Domenico Alberico

Personal information
- Full name: Domenico Roberto Alberico
- Date of birth: 23 January 1999 (age 27)
- Place of birth: Pforzheim, Germany
- Height: 1.75 m (5 ft 9 in)
- Position: Midfielder

Team information
- Current team: Chemnitzer FC
- Number: 10

Youth career
- 0000–2014: Karlsruhe
- 2014–2018: Hoffenheim

Senior career*
- Years: Team / Apps / (Gls)
- 2018–2020: Hoffenheim II / 45 / (5)
- 2020–2021: Stuttgart II / 29 / (2)
- 2021–2022: Viterbese / 13 / (0)
- 2023: Würzburger Kickers / 13 / (1)
- 2023–2025: SGV Freiberg / 53 / (7)
- 2025–: Chemnitzer FC / 40 / (9)

International career^{‡}
- 2015: Germany U16 / 2 / (0)
- 2019: Italy U20 / 10 / (0)

= Domenico Alberico =

Italian footballer (born 1999)

Domenico Roberto Alberico (born 23 January 1999) is a professional footballer who plays as a midfielder for Regionalliga Nordost club Chemnitzer FC. Born in Germany, he has most recently represented Italy at youth level.

==Club career==
Born in Pforzheim, Alberico started his career in Karlsruhe's youth sector.

In 2014, he moved to Hoffenheim. From 2018, he played for Hoffenheim's reserve team in the Regionalliga.

He left Hoffenheim and joined VfB Stuttgart's reserve team in the 2020–21 season.

On 13 August 2021, he moved to Italian Serie C club Viterbese. On 2 August 2022, Alberico's contract with Viterbese was terminated by mutual consent.

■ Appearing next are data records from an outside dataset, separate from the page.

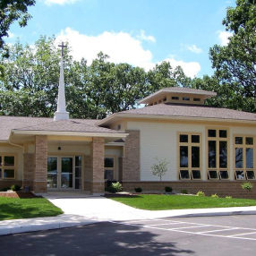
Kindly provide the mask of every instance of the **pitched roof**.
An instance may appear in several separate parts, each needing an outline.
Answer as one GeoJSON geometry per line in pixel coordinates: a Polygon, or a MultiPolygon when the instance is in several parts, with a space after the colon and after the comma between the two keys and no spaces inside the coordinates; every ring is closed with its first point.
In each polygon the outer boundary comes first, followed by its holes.
{"type": "Polygon", "coordinates": [[[120,132],[97,125],[95,119],[69,119],[53,121],[53,118],[0,116],[0,141],[6,141],[12,130],[74,132],[117,133],[120,132]]]}
{"type": "Polygon", "coordinates": [[[203,90],[199,90],[199,89],[191,89],[191,88],[186,88],[186,87],[168,87],[168,88],[163,88],[156,91],[155,93],[150,94],[148,97],[141,99],[139,101],[139,104],[147,104],[152,98],[166,94],[166,93],[201,95],[201,96],[204,96],[204,98],[217,96],[217,93],[214,91],[203,90]]]}
{"type": "Polygon", "coordinates": [[[237,111],[228,108],[213,107],[201,105],[188,105],[188,104],[172,104],[172,103],[161,103],[153,106],[148,106],[142,108],[131,109],[127,111],[119,112],[108,116],[99,122],[99,124],[103,125],[111,122],[115,116],[131,116],[131,115],[156,115],[166,117],[192,117],[192,118],[203,118],[203,119],[229,119],[229,120],[244,120],[254,121],[256,124],[256,114],[237,111]]]}

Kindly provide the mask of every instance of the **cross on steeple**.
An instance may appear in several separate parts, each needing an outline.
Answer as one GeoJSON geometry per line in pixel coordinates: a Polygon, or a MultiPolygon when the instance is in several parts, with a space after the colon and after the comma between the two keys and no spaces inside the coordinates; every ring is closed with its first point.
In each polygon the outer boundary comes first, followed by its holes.
{"type": "Polygon", "coordinates": [[[67,46],[64,46],[64,42],[62,42],[61,45],[58,45],[59,47],[62,48],[62,57],[64,56],[64,48],[66,47],[67,46]]]}

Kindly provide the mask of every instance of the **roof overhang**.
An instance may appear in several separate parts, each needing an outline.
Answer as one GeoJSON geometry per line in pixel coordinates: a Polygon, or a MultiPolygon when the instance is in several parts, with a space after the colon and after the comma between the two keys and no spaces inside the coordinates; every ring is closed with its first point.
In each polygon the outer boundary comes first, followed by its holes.
{"type": "Polygon", "coordinates": [[[12,130],[11,135],[56,135],[56,136],[76,136],[76,137],[104,137],[104,138],[125,138],[125,132],[58,132],[58,131],[23,131],[12,130]]]}
{"type": "Polygon", "coordinates": [[[198,117],[198,116],[183,116],[183,115],[142,115],[142,114],[113,114],[98,123],[98,125],[109,125],[114,121],[125,118],[135,119],[158,119],[158,120],[171,120],[171,121],[196,121],[196,122],[226,122],[236,124],[250,124],[256,125],[256,120],[248,119],[231,119],[231,118],[215,118],[215,117],[198,117]]]}

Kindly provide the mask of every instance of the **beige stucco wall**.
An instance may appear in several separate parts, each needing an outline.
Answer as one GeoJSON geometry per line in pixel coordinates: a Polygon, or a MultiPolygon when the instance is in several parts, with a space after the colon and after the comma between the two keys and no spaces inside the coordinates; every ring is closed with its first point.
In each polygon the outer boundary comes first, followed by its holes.
{"type": "Polygon", "coordinates": [[[13,147],[12,145],[2,146],[0,144],[0,154],[14,154],[15,155],[15,166],[16,173],[15,179],[21,180],[23,175],[23,150],[21,148],[13,147]]]}
{"type": "MultiPolygon", "coordinates": [[[[234,134],[248,134],[256,136],[256,127],[235,127],[209,124],[184,124],[166,122],[127,122],[128,130],[141,131],[141,180],[158,181],[158,178],[151,174],[150,166],[155,163],[155,158],[166,158],[170,163],[168,171],[163,177],[163,181],[177,181],[178,168],[178,136],[179,132],[201,133],[201,158],[202,158],[202,179],[207,180],[207,153],[206,153],[206,129],[207,127],[228,128],[229,136],[229,163],[230,180],[234,179],[234,134]]],[[[254,150],[256,151],[256,150],[254,150]]]]}

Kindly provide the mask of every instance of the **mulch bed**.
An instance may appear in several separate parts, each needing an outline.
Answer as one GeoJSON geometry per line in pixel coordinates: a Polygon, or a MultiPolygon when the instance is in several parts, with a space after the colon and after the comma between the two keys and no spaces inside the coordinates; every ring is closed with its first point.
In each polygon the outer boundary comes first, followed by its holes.
{"type": "Polygon", "coordinates": [[[38,196],[36,196],[32,192],[0,192],[0,197],[8,197],[8,198],[36,198],[38,196]]]}

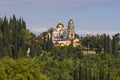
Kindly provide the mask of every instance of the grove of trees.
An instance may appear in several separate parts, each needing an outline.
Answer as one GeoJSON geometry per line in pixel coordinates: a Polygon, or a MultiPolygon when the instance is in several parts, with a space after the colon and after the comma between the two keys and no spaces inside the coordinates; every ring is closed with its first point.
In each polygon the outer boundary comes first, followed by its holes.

On 17 January 2023, after a successful trial with Würzburger Kickers, Alberico officially joined the Regionalliga Bayern club on a free transfer.

On 27 August 2023, Alberico moved to SGV Freiberg.

In 18.6.2025 move to Chemnitzer FC.

==International career==
Alberico made his Germany U-16 debut on 18 March 2015. Ironically, this match was played against his ancestral country of Italy.

He represented Italy at the 2019 FIFA U-20 World Cup.